Hussein, como el nieto del Profeta/Javier Valenzuela
Publicado en EL PAÍS, 18/05/09;
En el siglo XIV de la era cristiana, poseído por una sed voraz de conocimiento y aventura, Ibn Batuta salió de su ciudad natal de Tánger a los 22 años de edad para no regresar hasta pasadas más de dos décadas. En ese tiempo visitó innumerables ciudades, entre ellas Constantinopla, Jerusalén, Damasco, La Meca, Bagdad, Samarkanda, Delhi, Cantón, Adén, Mogadiscio y Tombuctú. Una de las reglas de sus viajes -conocidos en árabe como la rihla o periplo- fue no volver a lugares que ya había conocido… y la cumplió con una excepción: El Cairo. Allí se detuvo al menos en cinco ocasiones. “Aquélla no sólo era la ciudad más grande y rica de la época, y la capital del reino más poderoso, sino también el lugar donde se cruzaban las más transitadas rutas comerciales y de peregrinación, de norte a sur y de este a oeste”, recuerda Max Rodenbeck, cronista contemporáneo de la metrópolis egipcia. “El Cairo era el ombligo del mundo”.
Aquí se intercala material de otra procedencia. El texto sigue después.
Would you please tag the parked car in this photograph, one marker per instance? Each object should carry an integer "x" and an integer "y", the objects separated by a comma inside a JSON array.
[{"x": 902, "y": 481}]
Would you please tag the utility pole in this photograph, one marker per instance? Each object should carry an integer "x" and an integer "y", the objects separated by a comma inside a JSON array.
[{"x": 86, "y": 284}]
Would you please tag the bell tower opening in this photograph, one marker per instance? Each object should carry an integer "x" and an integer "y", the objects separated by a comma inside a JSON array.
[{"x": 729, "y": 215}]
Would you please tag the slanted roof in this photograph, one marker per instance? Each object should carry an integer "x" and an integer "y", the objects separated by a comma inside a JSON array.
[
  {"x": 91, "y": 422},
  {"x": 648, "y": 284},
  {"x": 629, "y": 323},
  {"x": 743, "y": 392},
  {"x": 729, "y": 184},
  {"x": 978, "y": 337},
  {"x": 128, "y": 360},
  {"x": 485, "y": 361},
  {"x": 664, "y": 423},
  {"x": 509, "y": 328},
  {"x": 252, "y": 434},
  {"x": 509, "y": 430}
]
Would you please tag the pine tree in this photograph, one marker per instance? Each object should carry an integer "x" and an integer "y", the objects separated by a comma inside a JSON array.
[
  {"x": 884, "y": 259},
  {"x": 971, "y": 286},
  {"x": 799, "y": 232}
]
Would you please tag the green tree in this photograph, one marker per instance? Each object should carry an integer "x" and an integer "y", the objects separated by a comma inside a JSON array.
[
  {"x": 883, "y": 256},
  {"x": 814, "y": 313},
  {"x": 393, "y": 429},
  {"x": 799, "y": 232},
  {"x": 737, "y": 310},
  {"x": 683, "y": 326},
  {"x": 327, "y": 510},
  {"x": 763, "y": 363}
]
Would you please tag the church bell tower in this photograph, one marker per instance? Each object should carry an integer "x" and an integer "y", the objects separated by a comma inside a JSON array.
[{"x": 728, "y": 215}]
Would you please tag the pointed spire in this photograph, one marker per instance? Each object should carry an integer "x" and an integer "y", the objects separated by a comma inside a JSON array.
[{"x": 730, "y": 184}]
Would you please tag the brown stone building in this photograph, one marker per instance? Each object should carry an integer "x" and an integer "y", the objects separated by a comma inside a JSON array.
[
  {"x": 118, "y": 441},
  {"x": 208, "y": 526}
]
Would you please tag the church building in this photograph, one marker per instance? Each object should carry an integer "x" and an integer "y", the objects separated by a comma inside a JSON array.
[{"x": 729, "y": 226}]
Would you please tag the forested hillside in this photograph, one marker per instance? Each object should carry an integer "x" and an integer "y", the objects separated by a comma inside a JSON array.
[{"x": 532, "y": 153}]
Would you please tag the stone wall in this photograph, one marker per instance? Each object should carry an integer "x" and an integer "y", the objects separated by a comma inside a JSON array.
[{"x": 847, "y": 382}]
Dejó de serlo hace mucho tiempo. Viajando en la dirección del sol, el ombligo del mundo se fue trasladando sucesivamente a Europa occidental, el norte de América y Asia oriental. Ahora, con casi 20 millones de habitantes cuyo principal afán es conseguir un plato diario de habas, El Cairo no está a la vanguardia de nada, ni tan siquiera es la capital indiscutible del mundo árabe como en la época de Nasser. Y sin embargo, la ciudad del Nilo, la Esfinge y las Pirámides es imprescindible a la hora de diagnosticar -e intentar remediar- muchas de las dolencias del mundo.
Hoy, lunes, Barack Hussein Obama se entrevista en Washington con Benjamin Netanyahu, el primer ministro de Israel. Dadas las muy diferentes posiciones de ambos sobre Oriente Próximo, el encuentro promete ser duro. No obstante, no supone una novedad diplomática: los líderes de Estados Unidos e Israel se ven con frecuencia aquí o allí. Lo verdaderamente insólito ha sido el reciente anuncio de la Casa Blanca de que Obama viajará a Egipto a comienzos de junio y allí -aún no se sabe si en El Cairo u otro lugar- pronunciará ese “gran discurso al mundo musulmán” que prometió durante su campaña. Tras darle muchas vueltas al asunto (Turquía e Indonesia eran otras opciones), la diplomacia estadounidense ha terminado por dar en el clavo. Simbólica, espiritual y políticamente, la elección de Egipto es una obra maestra.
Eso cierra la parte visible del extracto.